Cascading Failures (Anti-Pattern) Medium
A cascading failure occurs when a failure in one component of an interconnected system triggers failures in dependent components, creating a domino effect that can bring down the entire system. This is an anti-pattern — something to recognize and prevent.
How It Happens
Service A (overloaded)
→ times out responding to Service B
→ Service B's thread pool fills up waiting on A
→ Service C can't reach B
→ System-wide outage
Example: The Problem
package main
import (
"fmt"
"net/http"
"time"
)
// BAD: No timeout, no circuit breaker, no bulkhead.
// If serviceA is slow, this handler holds a goroutine and connection
// indefinitely, eventually exhausting server resources.
func handleRequest(w http.ResponseWriter, r *http.Request) {
resp, err := http.Get("http://service-a/api/data")
if err != nil {
// Service A is down — but we've already waited a long time.
// Meanwhile, hundreds of requests piled up behind us.
http.Error(w, "service unavailable", http.StatusServiceUnavailable)
return
}
defer resp.Body.Close()
fmt.Fprintf(w, "got data from service A")
}
Prevention Strategies
1. Timeouts
Always set deadlines on outbound calls.
client := &http.Client{
Timeout: 2 * time.Second,
}
resp, err := client.Get("http://service-a/api/data")
2. Circuit Breaker
Stop calling a failing service to give it time to recover (see Circuit-Breaker).
3. Bulkheads
Isolate resource pools per dependency so one slow service doesn’t consume all resources (see Bulkheads).
4. Fail-Fast
Check dependency health before attempting expensive work (see Fail-Fast).
5. Graceful Degradation
Return cached or default responses when a dependency is unavailable.

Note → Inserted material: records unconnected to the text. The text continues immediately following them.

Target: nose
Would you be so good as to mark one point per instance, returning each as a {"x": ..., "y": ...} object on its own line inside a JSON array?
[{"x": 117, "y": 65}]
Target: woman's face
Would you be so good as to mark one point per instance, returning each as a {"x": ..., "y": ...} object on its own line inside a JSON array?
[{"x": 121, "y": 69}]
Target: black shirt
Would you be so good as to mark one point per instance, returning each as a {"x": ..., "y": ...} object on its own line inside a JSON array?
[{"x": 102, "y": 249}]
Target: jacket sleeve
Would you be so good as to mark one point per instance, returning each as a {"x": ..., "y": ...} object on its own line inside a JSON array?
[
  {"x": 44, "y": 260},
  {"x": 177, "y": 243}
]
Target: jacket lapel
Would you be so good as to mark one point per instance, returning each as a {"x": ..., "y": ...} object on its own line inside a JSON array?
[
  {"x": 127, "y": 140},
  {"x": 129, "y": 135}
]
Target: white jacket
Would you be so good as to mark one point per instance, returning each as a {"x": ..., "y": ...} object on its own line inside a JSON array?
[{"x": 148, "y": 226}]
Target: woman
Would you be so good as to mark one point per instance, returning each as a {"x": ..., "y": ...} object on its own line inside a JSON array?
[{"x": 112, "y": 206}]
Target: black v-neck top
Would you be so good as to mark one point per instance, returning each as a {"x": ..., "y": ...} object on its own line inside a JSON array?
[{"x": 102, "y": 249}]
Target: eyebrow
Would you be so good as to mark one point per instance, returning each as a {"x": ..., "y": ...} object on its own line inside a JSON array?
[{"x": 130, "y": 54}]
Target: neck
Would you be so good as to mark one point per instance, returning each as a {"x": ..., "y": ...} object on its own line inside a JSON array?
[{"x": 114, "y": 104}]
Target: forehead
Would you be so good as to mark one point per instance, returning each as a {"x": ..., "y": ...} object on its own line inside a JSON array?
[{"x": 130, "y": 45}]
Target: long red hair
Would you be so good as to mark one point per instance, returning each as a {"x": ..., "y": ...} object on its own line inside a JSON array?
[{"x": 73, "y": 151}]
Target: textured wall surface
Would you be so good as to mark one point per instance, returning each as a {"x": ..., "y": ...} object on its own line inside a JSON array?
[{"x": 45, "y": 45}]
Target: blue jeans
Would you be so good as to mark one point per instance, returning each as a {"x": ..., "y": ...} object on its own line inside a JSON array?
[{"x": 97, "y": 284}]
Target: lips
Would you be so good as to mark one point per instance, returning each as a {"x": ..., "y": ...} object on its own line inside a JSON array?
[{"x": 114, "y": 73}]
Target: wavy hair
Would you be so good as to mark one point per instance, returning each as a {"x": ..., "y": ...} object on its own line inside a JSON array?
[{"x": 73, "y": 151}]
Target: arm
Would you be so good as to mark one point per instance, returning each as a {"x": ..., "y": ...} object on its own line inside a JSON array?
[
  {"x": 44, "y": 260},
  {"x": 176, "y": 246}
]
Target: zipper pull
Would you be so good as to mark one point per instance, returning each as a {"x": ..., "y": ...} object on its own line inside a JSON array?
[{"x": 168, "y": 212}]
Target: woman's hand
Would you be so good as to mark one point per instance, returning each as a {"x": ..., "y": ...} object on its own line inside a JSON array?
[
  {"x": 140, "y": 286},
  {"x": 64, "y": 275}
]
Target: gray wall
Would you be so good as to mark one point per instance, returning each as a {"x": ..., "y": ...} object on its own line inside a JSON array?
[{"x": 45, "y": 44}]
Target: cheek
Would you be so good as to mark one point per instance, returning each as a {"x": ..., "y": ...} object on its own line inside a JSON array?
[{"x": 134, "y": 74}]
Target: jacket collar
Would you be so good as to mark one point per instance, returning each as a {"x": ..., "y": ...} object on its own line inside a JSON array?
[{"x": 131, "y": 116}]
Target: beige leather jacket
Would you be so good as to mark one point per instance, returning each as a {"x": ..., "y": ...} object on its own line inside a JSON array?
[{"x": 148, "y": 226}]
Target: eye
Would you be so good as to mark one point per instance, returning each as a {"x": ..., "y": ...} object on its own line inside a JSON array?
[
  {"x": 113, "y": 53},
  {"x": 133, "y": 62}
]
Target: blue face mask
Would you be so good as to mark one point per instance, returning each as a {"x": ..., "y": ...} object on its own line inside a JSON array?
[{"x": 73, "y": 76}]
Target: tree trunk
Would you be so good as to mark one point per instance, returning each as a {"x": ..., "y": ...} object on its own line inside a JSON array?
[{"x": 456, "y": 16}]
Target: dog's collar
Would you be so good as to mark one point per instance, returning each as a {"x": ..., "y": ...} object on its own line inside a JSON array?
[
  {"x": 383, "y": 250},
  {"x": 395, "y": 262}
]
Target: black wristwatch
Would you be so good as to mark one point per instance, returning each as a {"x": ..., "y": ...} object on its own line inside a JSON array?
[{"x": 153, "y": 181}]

func getData(client *http.Client, cache *Cache) (string, error) {
resp, err := client.Get("http://service-a/api/data")
if err != nil {
// Fall back to cached data instead of failing entirely.
if cached, ok := cache.Get("data"); ok {
return cached, nil
}
return "", err
}
defer resp.Body.Close()
// ... process response
}
Rules of Thumb
- Every network call needs a timeout. No exceptions.
- Design for failure: assume every dependency will fail and plan what happens when it does.
- Monitor inter-service latency and error rates. Cascading failures often start with a subtle latency increase long before a hard failure.
- Test failure scenarios with chaos engineering tools to verify that your safeguards actually work.
- Combine multiple stability patterns (timeouts + circuit breaker + bulkhead) for defense in depth.